Here are key points in the illegal immigration law. The law:
- Creates a new criminal offense of aggravated identity fraud for anyone willfully using fraudulent documents to get a job. A person under 21 would be punished by 1-3 years in prison and/or a fine up to $5,000. Those 21 and up would face minimally 1-10 years in jail and/or a fine up to $100,000.
- Empowers any peace officer with probable cause to believe a person has committed a criminal offense, including a traffic offense, to investigate their immigration status if they cannot produce valid identification and detain them if they are found to be in the country illegally.
- States that a person’s race, color or country of origin is not to be a determinant in investigating their immigration status.

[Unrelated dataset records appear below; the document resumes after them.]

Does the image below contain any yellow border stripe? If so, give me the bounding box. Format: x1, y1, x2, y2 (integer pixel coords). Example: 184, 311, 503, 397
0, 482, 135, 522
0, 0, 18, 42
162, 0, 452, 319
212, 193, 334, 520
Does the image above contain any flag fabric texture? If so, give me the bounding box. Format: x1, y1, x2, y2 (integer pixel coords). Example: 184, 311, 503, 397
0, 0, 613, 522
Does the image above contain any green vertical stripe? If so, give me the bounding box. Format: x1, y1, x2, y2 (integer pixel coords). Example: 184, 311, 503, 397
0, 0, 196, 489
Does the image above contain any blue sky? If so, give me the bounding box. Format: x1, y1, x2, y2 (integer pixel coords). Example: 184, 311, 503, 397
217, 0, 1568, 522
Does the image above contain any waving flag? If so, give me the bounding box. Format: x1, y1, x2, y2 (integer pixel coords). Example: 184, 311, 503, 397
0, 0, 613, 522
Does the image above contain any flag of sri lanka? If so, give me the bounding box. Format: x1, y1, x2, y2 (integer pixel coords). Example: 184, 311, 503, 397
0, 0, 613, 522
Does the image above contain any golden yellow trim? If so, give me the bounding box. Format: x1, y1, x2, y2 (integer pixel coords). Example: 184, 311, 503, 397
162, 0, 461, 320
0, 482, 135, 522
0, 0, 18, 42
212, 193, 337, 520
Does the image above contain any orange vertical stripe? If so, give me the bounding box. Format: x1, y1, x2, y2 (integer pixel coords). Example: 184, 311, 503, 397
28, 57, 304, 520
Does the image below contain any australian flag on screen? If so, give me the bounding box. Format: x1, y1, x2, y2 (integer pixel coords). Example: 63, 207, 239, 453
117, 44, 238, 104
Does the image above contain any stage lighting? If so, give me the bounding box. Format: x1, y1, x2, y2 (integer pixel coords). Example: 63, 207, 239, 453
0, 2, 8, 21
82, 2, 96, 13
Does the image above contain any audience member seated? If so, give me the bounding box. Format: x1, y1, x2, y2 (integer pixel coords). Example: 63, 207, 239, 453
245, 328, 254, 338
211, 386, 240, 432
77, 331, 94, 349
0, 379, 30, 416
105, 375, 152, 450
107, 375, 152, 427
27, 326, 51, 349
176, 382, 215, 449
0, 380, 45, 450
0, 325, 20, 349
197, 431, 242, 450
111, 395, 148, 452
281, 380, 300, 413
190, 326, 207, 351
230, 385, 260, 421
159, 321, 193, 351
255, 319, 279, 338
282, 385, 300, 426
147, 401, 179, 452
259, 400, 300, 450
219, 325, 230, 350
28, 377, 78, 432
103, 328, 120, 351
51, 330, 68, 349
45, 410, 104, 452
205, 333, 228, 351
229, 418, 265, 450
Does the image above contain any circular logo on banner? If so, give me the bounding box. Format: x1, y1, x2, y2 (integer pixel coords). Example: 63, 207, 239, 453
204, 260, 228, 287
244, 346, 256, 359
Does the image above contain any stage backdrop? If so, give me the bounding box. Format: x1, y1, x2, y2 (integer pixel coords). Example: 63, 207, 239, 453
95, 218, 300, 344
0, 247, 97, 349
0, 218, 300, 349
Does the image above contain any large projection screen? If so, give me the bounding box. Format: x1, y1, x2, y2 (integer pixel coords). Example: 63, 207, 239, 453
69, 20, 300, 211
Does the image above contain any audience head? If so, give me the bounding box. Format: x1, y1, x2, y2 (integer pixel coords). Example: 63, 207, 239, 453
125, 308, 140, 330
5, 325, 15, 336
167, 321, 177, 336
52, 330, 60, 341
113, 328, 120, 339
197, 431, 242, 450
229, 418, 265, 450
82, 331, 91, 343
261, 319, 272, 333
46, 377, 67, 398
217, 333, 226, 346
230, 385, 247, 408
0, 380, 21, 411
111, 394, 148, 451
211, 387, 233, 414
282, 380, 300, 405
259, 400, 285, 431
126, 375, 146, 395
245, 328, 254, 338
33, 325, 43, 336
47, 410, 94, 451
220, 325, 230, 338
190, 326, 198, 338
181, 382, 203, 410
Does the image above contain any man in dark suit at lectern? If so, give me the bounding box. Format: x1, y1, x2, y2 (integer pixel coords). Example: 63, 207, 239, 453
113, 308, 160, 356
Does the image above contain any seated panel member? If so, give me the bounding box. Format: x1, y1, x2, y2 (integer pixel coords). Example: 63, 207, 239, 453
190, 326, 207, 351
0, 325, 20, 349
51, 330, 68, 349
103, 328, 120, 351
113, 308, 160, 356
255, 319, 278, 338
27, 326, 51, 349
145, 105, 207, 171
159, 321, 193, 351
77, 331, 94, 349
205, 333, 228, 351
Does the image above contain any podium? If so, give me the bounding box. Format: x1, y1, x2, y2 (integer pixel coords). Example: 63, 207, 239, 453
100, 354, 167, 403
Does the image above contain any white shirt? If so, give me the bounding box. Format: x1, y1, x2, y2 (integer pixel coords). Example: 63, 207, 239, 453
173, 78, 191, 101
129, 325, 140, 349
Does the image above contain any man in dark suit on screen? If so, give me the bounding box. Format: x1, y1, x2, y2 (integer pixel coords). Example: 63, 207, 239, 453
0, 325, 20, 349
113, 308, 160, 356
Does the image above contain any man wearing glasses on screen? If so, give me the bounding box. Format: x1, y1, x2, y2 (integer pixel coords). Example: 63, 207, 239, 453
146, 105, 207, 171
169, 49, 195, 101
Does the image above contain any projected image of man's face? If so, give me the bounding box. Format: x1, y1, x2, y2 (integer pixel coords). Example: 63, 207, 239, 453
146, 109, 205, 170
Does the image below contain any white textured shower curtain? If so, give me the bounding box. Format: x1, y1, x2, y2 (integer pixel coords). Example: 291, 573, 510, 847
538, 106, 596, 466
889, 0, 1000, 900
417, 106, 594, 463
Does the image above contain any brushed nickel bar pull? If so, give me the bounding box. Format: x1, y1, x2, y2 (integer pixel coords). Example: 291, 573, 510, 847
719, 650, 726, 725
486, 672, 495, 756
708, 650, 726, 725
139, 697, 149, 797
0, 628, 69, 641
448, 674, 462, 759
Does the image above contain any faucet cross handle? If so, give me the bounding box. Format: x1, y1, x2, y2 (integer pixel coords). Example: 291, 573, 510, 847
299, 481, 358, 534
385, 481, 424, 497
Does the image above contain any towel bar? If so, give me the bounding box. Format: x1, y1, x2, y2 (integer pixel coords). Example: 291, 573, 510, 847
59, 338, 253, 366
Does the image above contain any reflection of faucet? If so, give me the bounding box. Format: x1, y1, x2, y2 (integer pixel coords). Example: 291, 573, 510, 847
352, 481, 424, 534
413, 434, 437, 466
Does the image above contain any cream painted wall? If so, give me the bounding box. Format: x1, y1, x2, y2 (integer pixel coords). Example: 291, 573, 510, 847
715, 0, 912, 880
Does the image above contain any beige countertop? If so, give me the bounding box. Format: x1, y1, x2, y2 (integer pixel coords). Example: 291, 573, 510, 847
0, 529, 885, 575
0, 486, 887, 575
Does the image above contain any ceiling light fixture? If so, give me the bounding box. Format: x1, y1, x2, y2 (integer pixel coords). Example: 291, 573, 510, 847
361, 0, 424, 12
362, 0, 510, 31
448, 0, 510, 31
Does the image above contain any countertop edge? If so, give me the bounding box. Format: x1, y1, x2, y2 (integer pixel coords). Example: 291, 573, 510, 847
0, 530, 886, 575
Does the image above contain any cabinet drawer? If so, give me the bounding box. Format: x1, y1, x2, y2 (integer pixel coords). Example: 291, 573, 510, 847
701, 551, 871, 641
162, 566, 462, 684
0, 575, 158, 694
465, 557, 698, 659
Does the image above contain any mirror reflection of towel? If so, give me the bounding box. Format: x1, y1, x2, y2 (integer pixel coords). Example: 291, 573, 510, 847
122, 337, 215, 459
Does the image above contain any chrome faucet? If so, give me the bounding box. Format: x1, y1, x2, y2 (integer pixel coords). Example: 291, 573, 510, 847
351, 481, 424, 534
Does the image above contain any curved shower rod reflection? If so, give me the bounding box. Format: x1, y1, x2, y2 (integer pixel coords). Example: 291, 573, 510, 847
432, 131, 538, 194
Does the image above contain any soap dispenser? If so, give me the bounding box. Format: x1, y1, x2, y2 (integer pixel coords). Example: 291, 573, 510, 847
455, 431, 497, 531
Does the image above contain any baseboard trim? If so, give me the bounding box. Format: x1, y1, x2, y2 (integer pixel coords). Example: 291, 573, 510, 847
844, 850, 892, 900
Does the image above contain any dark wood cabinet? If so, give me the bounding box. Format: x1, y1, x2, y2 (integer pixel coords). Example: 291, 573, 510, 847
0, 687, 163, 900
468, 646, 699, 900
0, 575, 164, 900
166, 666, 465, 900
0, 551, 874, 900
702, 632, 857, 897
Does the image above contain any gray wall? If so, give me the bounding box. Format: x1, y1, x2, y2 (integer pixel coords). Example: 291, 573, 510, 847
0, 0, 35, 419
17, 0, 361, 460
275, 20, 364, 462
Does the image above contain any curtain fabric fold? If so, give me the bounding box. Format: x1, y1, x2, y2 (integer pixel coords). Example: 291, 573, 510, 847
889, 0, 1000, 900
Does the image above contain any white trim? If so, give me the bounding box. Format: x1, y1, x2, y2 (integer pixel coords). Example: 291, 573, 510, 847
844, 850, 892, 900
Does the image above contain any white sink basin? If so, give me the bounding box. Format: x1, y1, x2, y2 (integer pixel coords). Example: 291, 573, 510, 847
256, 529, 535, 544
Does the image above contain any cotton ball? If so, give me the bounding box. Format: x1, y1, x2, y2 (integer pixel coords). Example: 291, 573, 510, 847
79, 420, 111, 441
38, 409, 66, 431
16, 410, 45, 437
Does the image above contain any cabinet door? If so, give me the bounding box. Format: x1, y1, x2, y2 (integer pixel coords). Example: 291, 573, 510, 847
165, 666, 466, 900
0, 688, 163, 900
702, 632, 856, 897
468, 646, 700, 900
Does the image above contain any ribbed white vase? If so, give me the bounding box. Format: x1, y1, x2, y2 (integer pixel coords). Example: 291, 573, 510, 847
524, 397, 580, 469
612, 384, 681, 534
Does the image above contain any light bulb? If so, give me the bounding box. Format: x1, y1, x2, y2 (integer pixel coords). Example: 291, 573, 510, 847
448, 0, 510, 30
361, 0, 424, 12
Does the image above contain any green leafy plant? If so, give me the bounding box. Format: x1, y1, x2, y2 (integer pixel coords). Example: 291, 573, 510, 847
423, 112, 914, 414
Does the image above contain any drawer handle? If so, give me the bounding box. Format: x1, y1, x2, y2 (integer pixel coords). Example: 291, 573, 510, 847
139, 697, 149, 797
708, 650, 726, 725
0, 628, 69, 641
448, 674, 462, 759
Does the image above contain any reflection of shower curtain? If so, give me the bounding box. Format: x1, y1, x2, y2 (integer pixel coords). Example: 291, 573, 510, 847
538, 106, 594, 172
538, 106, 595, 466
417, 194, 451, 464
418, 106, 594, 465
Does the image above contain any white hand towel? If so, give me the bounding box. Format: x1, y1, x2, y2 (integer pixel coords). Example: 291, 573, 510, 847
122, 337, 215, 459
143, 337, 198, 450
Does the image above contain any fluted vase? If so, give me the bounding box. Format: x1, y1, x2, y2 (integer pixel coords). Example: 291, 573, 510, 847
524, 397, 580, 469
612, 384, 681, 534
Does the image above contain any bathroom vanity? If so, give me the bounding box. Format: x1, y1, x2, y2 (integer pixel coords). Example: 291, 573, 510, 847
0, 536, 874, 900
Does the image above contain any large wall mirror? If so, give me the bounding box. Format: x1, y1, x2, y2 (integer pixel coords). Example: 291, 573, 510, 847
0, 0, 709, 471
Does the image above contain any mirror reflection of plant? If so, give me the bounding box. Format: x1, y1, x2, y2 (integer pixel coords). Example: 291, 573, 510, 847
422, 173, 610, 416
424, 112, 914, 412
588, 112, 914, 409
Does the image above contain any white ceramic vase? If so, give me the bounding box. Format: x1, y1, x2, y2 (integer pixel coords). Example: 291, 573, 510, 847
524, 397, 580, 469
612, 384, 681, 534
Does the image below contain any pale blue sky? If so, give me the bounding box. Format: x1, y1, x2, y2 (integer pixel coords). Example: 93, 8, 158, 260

- States that a person who contacts the police to report a crime, as a witness to a crime or victim of a crime will not have their status investigated.
- Requires that when anyone is held in county or municipal jail for any reason, an effort is made to verify that they are in the country legally and if they are not in the country legally, immigration authorities will be notified and they will be subject to detention.
- Creates a new criminal offense: transporting or moving an illegal alien. Creates a new criminal offense: knowingly and intentionally inducing an illegal alien to enter Georgia. Penalties range from less than 1 year in jail and/or a fine to 1-5 years in jail and/or a fine.
- Creates a new criminal offense: concealing or harboring an illegal alien. Harboring is defined to mean anything that substantially helps an illegal alien to remain in the United States. Exceptions are: a person helping infants or children, a crime victim, in a medical emergency, a person offering privately funded social services, or attorney-client representation. Penalties mirror those for transporting an illegal alien.
- Requires any private employer with more than 10 employees to use the federal E-Verify program to determine that any newly hired employee is in the country legally. This will be effective on Jan. 1, 2012 for employers with 500 or more employees, July 2012 for employers of 100 up to 499 employees and July 1, 2013 for employers of more than 10 but fewer than 100 employees. In order to receive a business license or renew a license, businesses will have to show they are registered with E-Verify. Violation of this will be a criminal offense.